(Bloomberg) -- Ebola vaccinations began in the northwestern Democratic Republic of Congo, where an outbreak of the disease has claimed 26 lives, the World Health Organization said.
Health workers in affected areas are receiving the first vaccines, the Geneva-based organization said Monday in a statement. There were 49 confirmed, probable and suspected cases of Ebola in Equateur province as of May 19, WHO Deputy Director-General for Emergency Preparedness and Response Peter Salama said on Twitter.
Of 22 confirmed cases, 18 are centered around the remote rural of town of Bikoro, while four have been identified in Mbandaka, a provincial capital of 1.2 million people.
More than 7,500 doses of the rVSV-ZEBOV Ebola vaccine, dispatched by the WHO and donated by the treatment’s manufacturer, Merck & Co., arrived last week in Congo’s capital, Kinshasa. The vaccine needs to be kept at between minus 60 and 80 degrees Celsius in a part of the world where electricity is highly unreliable.
The WHO has sent special vaccine carriers to Mbandaka and Bikoro where it has set up freezers to store the doses, according to the statement.
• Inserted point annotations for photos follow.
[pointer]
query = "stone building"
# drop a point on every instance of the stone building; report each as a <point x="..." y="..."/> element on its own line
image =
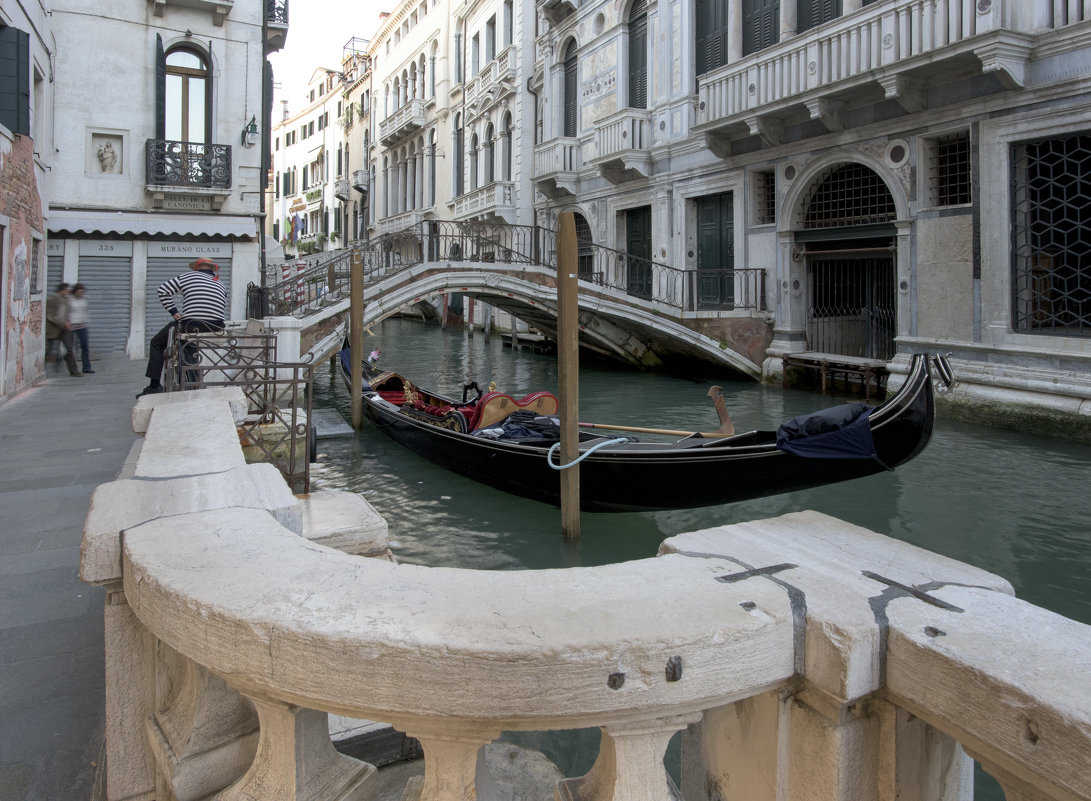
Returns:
<point x="160" y="157"/>
<point x="308" y="157"/>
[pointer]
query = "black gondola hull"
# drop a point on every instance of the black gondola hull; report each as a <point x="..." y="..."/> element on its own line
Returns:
<point x="645" y="477"/>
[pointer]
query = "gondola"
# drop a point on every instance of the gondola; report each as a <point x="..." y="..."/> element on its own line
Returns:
<point x="512" y="444"/>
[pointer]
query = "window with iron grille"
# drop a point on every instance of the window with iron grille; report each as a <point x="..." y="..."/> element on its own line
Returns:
<point x="849" y="194"/>
<point x="765" y="196"/>
<point x="949" y="169"/>
<point x="1051" y="236"/>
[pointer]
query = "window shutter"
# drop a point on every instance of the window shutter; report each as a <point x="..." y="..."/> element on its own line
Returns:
<point x="15" y="80"/>
<point x="638" y="56"/>
<point x="571" y="87"/>
<point x="160" y="90"/>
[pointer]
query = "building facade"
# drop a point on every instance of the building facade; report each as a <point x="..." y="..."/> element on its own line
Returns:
<point x="26" y="132"/>
<point x="860" y="178"/>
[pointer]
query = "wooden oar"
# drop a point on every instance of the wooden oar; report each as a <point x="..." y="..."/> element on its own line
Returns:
<point x="652" y="430"/>
<point x="727" y="428"/>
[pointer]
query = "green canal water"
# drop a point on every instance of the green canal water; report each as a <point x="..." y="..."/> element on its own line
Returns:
<point x="1011" y="503"/>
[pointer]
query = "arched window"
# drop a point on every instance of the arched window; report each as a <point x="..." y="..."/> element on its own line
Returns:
<point x="506" y="146"/>
<point x="474" y="163"/>
<point x="188" y="95"/>
<point x="571" y="91"/>
<point x="490" y="155"/>
<point x="459" y="157"/>
<point x="638" y="55"/>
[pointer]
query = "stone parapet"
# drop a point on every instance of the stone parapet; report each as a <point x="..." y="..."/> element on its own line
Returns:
<point x="801" y="657"/>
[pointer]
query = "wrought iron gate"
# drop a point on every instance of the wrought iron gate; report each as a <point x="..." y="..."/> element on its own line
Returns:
<point x="851" y="302"/>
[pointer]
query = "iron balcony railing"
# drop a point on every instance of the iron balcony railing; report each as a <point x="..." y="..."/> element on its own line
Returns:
<point x="455" y="243"/>
<point x="276" y="428"/>
<point x="276" y="12"/>
<point x="188" y="164"/>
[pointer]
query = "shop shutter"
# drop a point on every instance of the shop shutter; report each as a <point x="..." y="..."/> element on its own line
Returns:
<point x="108" y="281"/>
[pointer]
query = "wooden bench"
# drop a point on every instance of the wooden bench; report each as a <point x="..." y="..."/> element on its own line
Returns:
<point x="828" y="366"/>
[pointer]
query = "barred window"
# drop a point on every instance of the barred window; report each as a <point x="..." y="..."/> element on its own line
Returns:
<point x="765" y="196"/>
<point x="1051" y="236"/>
<point x="949" y="169"/>
<point x="849" y="194"/>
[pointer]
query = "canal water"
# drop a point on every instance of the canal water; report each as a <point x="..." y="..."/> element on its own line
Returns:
<point x="1006" y="501"/>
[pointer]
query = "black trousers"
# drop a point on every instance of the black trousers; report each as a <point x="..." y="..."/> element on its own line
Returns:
<point x="158" y="345"/>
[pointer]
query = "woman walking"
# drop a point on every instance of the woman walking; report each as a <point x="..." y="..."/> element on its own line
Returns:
<point x="79" y="320"/>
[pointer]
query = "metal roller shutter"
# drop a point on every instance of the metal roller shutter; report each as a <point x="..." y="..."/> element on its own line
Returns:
<point x="108" y="281"/>
<point x="163" y="270"/>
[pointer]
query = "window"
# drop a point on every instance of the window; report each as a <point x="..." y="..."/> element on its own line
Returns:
<point x="638" y="55"/>
<point x="949" y="169"/>
<point x="760" y="24"/>
<point x="765" y="196"/>
<point x="812" y="13"/>
<point x="571" y="88"/>
<point x="15" y="81"/>
<point x="188" y="95"/>
<point x="1051" y="247"/>
<point x="711" y="35"/>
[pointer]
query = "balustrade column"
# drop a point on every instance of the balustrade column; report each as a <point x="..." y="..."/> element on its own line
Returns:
<point x="630" y="765"/>
<point x="451" y="757"/>
<point x="296" y="760"/>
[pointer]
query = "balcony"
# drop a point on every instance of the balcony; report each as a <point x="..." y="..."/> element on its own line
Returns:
<point x="623" y="145"/>
<point x="342" y="190"/>
<point x="403" y="122"/>
<point x="556" y="167"/>
<point x="886" y="51"/>
<point x="360" y="180"/>
<point x="202" y="172"/>
<point x="493" y="202"/>
<point x="495" y="81"/>
<point x="276" y="24"/>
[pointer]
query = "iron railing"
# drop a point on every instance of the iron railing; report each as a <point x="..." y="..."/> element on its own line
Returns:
<point x="454" y="243"/>
<point x="188" y="164"/>
<point x="276" y="428"/>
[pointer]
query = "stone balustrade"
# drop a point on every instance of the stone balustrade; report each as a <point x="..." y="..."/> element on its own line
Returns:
<point x="801" y="657"/>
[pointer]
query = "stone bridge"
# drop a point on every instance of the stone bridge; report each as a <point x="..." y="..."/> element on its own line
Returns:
<point x="631" y="309"/>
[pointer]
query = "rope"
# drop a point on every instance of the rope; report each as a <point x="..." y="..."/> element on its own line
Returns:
<point x="584" y="455"/>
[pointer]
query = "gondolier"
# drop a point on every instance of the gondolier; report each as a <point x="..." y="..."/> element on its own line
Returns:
<point x="204" y="308"/>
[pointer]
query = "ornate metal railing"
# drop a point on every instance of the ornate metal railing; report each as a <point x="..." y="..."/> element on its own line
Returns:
<point x="278" y="395"/>
<point x="455" y="243"/>
<point x="276" y="11"/>
<point x="188" y="164"/>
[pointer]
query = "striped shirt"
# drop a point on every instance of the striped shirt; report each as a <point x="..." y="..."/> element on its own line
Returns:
<point x="203" y="298"/>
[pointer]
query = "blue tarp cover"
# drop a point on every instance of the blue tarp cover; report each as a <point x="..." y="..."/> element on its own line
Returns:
<point x="841" y="432"/>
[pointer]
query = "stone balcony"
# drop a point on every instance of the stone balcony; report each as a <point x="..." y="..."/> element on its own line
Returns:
<point x="801" y="655"/>
<point x="556" y="167"/>
<point x="623" y="145"/>
<point x="402" y="123"/>
<point x="492" y="202"/>
<point x="361" y="179"/>
<point x="889" y="50"/>
<point x="342" y="190"/>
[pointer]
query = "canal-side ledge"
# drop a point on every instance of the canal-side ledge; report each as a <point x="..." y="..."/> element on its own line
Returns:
<point x="801" y="656"/>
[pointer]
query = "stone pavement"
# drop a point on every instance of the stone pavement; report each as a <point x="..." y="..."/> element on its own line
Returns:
<point x="58" y="442"/>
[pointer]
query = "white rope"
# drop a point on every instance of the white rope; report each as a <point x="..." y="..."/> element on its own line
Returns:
<point x="584" y="455"/>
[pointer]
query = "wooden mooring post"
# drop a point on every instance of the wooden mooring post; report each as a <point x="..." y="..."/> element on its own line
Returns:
<point x="567" y="357"/>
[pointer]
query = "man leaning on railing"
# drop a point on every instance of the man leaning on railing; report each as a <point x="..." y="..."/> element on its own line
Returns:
<point x="204" y="308"/>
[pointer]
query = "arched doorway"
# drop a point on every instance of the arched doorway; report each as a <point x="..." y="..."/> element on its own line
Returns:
<point x="847" y="232"/>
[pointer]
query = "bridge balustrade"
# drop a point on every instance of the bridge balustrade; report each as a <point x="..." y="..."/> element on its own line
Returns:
<point x="450" y="244"/>
<point x="800" y="657"/>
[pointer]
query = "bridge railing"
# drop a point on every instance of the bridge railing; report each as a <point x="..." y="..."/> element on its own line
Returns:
<point x="453" y="243"/>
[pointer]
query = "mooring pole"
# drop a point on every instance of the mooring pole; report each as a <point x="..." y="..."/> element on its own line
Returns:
<point x="356" y="336"/>
<point x="567" y="357"/>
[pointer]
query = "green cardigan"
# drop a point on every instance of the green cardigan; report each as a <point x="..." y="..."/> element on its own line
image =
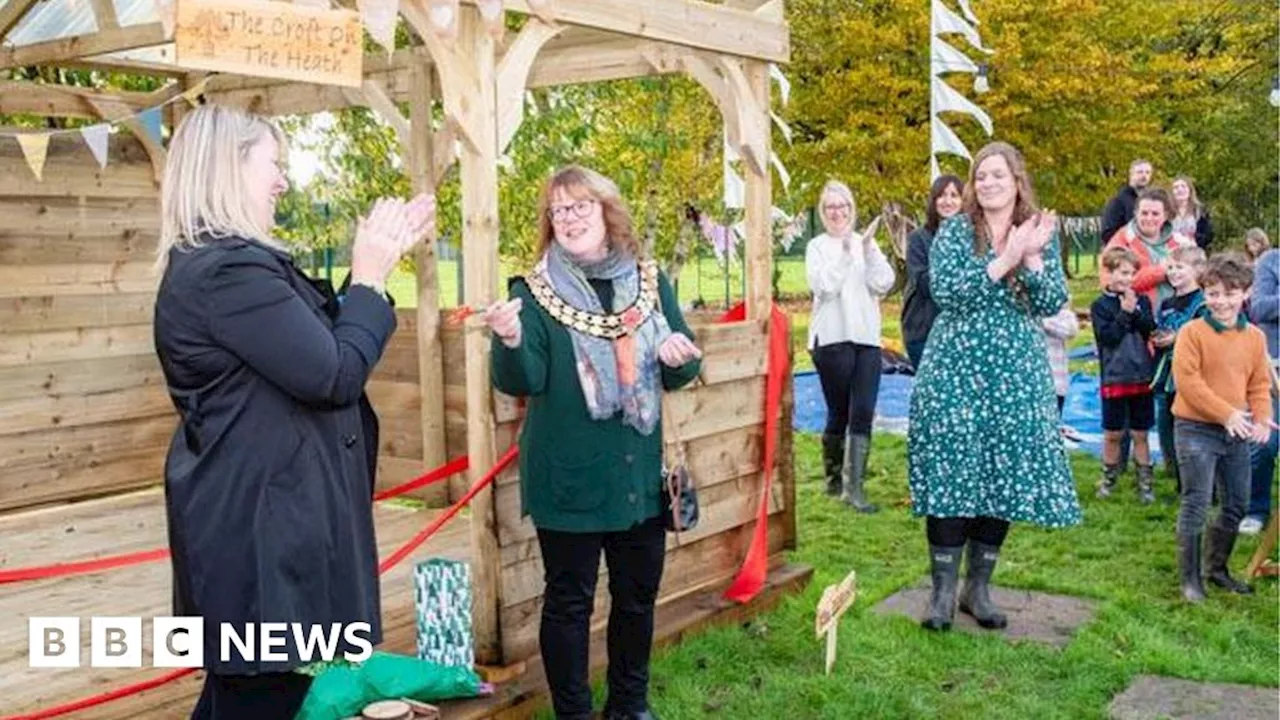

The vaccine was trialed successfully in Guinea in 2015 during a major outbreak which killed more than 11,000 people and Congo’s government has authorized its use to contain what’s the country’s ninth recorded outbreak.
The Health Ministry, the WHO and their partners have so far identified more than 600 people to be immunized as part of a “ring vaccination” strategy. In addition to health workers, contacts of confirmed cases, as well as contacts of contacts, will be offered the vaccination, the WHO said.